Why was a certain amount deducted from my SWIFT payment?

SWIFT payment
Rohit18 November 2023

Inner voice: The client's payment will finally arrive in the business account today! I earned this. The entire team earned this!

A message arrives–the amount you received is less than what you charged.

It feels like a loss because it is a loss. But how and why did it happen?

If you transact internationally, a reduced amount appearing in your bank account can be disheartening, stressful, and puzzling. This is particularly true with SWIFT payments sent to India, where unexpected deductions may occur in your SWIFT money without explanation.

SWIFT, or the Society for Worldwide Interbank Financial Telecommunication, is a financial organisation enabling global transactions. It acts as a bridge between banks and other financial institutions worldwide to facilitate international payments. 

This payment mode is vital for businesses and individuals who engage in global investments and trade. SWIFT payments come with the challenges of lengthy verification processes before funds are released.

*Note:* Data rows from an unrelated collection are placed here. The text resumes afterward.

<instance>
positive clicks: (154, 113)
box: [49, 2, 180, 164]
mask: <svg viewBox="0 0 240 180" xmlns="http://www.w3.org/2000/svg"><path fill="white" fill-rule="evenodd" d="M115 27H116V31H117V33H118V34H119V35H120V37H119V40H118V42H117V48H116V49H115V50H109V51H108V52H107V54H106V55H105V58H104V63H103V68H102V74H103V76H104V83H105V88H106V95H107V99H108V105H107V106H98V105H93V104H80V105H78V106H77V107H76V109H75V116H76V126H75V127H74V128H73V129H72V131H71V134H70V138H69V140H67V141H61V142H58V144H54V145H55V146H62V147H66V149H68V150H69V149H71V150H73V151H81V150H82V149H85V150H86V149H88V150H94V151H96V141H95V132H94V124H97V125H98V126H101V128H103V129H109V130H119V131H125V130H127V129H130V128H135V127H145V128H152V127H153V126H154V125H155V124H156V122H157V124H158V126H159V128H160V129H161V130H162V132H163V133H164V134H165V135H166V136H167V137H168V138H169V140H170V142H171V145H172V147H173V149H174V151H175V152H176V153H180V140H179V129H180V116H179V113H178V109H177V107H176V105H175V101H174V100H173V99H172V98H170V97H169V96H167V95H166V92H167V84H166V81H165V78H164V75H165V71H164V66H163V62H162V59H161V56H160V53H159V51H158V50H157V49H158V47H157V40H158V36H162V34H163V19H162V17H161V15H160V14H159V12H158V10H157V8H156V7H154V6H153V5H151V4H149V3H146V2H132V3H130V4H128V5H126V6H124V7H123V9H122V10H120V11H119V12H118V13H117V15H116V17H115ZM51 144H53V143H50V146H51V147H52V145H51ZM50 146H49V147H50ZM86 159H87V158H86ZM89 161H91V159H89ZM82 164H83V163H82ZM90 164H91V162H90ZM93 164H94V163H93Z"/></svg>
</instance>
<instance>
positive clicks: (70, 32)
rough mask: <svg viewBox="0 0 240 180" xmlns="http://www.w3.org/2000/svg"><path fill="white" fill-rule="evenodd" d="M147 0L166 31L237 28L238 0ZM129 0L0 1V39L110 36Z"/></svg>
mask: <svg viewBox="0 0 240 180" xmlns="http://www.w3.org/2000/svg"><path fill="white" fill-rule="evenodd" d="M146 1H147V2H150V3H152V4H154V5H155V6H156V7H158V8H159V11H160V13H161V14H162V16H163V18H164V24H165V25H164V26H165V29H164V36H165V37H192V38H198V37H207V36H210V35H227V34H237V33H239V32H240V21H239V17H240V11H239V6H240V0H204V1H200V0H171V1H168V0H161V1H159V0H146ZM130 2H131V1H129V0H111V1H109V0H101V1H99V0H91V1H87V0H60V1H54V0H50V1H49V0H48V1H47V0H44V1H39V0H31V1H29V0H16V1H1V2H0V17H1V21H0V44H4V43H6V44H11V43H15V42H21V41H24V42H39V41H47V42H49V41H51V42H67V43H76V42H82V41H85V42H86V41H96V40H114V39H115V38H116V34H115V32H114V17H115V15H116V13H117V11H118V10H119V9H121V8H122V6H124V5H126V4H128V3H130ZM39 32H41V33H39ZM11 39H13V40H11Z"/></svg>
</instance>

Certain banks serve as intermediaries, transmitting funds from a sender to the recipient's bank account. Although their role is crucial to secure a safe and efficient transfer of funds, it can also lead to unexpected deductions in the final payment due to some factors.

Why was a certain amount deducted from my SWIFT payment

How Does SWIFT Payment Work?

SWIFT money transfer works in the following way. 

  • The sender's bank initiates the transaction before it passes through multiple intermediary banks. 
  • As it travels across borders, the intermediary bank may deduct various fees from the amount sent. 

This process makes SWIFT payments expensive. The costs associated with these transactions are typically distributed between the payer and the receiver or may be shared between them. This distribution is determined by the specific payment instruction selected.

  • BEN (Beneficiary Pays): In this scenario, the receiver bears the expenses related to the SWIFT payment, including any fees deducted by intermediary banks.
  • SHA (Shared): Both payer and receiver share the transaction costs, each covering their respective bank fees. The payer pays the sender's bank fees, and the receiver covers their bank fees.
  • OUR (Payer Pays): In this case, the payer assumes the entire cost of the SWIFT payment, including any fees incurred by intermediary banks.

Additional fees include intermediary bank fees, foreign exchange fees, SWIFT network fees, service fees, additional charges for specific services, and exchange rate margins. The cumulative impact of these fees and potential variations in exchange rates can result in higher costs compared to other payment methods. 

The result is a reduced payment by the time it reaches its destination - the recipient's bank in India.

The implications of SWIFT payment deductions in India are real and can greatly impact businesses and individuals. Let's examine the causes behind these deductions, providing examples of how they have impacted the financial well-being of those affected. 

Factors Influencing The SWIFT Payment and The SWIFT Money You Receive 

Factors Influencing The SWIFT Payment and The SWIFT Money You Receive

1. Exchange Rate Fluctuations

The difference between expected and actual payment amounts can be significant due to exchange rate fluctuations. The changes in the value of currencies affect the currency conversion process that often occurs in international payments. 

When a business in the United States sends a payment of $10,000 to a supplier in India, the initial exchange rate of 85 Indian Rupees (INR) per US Dollar (USD) will result in a payment of INR 850,000. 

However, if the exchange rate changes to INR 84 per USD by the time it reaches India, then the final amount would be INR 840,000. This difference of INR 10,000 is lost due to currency fluctuations.

2. Role of Currency Conversion in SWIFT Money Transfer in India

Currency conversion is often required for SWIFT payments to send funds to the recipient's currency. Unfortunately, banks may charge a hidden fee known as a margin or spread to cover the cost of this exchange process. This factor reduces the amount you receive from the actual amount sent.

If your cousin in the United Kingdom wants to send you 1,000 British Pounds (GBP) in India, they can use a bank that offers an exchange rate of 90 INR per GBP for the conversion. 

However, the interbank rate (the rate at which banks exchange currencies with each other) is INR 89 per GBP. This means that due to the margin held by the bank, 1 INR will be deducted from every pound sent, leading to a certain deduction.

3. Intermediary/Correspondent Bank Fees

Intermediary banks have a crucial role in the SWIFT payment system, as they act as the middleman between the sender's and recipient's banks. However, these services come with a cost. 

The fees charged by intermediary banks can vary greatly depending on factors such as the number of correspondent banks involved, the complexity of the transaction, and the specific services provided.

For example, if an Australian business sends a payment of 2,000 AUD to a business in India. During its journey, the payment passes through 4 correspondent banks that each charge a fee of 20 AUD. This results in an overall deduction of 80 AUD from the original payment amount.